Stanno tutti a pubblicare le foto vecchie di carnevale e questo mi mette malinconia. Sono andata a vedere pure le mie, un paio di album salvati, incerta se condividerle o no. C’è un sacco di gente, come sempre un sacco di risate, alcuni ricordi che voglio cancellare e altri che ho voluto restassero con me ché pure i sampietrini ne parlano ancora.
Passo a passo.
La roba che ho bevuto si vede. E le cose che ho sentito pure. O magari le vedo solo io perché sono sempre un po’ poeta e le cose me le invento più che vederle davvero. Ma io ne conosco il contenuto più intimo, quello che c’era davvero, in tutti i giorni di tutti gli anni che ho vissuto lì e persino dentro le ruette dove ho pisciato nelle notti di festa grande e ci ho fatto posto a qualche sconosciuto che è finito a reggermi per aiutarmi a non pisciarmi sulle scarpe o per non appoggiare il culo nudo alle mura.

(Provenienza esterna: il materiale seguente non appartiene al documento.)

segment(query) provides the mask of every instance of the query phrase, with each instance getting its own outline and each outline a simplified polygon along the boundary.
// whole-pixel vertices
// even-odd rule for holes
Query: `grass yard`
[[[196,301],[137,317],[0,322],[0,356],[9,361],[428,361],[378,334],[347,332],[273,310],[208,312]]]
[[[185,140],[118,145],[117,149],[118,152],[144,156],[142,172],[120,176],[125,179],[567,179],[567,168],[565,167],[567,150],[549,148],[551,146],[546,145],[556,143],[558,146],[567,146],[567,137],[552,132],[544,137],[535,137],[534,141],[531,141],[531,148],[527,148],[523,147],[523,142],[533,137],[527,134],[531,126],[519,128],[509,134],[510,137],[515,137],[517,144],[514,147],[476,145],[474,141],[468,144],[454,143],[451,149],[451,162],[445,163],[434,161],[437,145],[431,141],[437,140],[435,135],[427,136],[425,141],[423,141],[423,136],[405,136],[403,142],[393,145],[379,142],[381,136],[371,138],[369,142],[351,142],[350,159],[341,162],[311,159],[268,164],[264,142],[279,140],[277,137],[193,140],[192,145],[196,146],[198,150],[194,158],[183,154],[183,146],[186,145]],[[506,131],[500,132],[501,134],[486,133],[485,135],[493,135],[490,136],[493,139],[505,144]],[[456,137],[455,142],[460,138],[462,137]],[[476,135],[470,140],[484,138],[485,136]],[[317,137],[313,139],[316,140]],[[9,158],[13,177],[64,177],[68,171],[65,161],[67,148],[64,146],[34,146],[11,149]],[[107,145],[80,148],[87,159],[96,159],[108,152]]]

Sbandavo dritta. Perché c’ho sempre avuto un forte senso di responsabilità nonostante il fiume di roba che mischiavo e tante volte mi versavo addosso tipo sul cappotto e sul cappello che non lasciavo mai. Sbandavo in giro per dimenticare qualcosa e ricordarmene un’altra, sentirla come poche cose si sentono per tutta la vita e baciavo allegramente la gente sconosciuta.
La morte proprio, dentro.
Il Carnevale mio era infinite bevute, dalle sette pm alle sette am e qualche pisciata tra una rua e l’altra finché non si chiudeva la saracinesca, la domenica sera.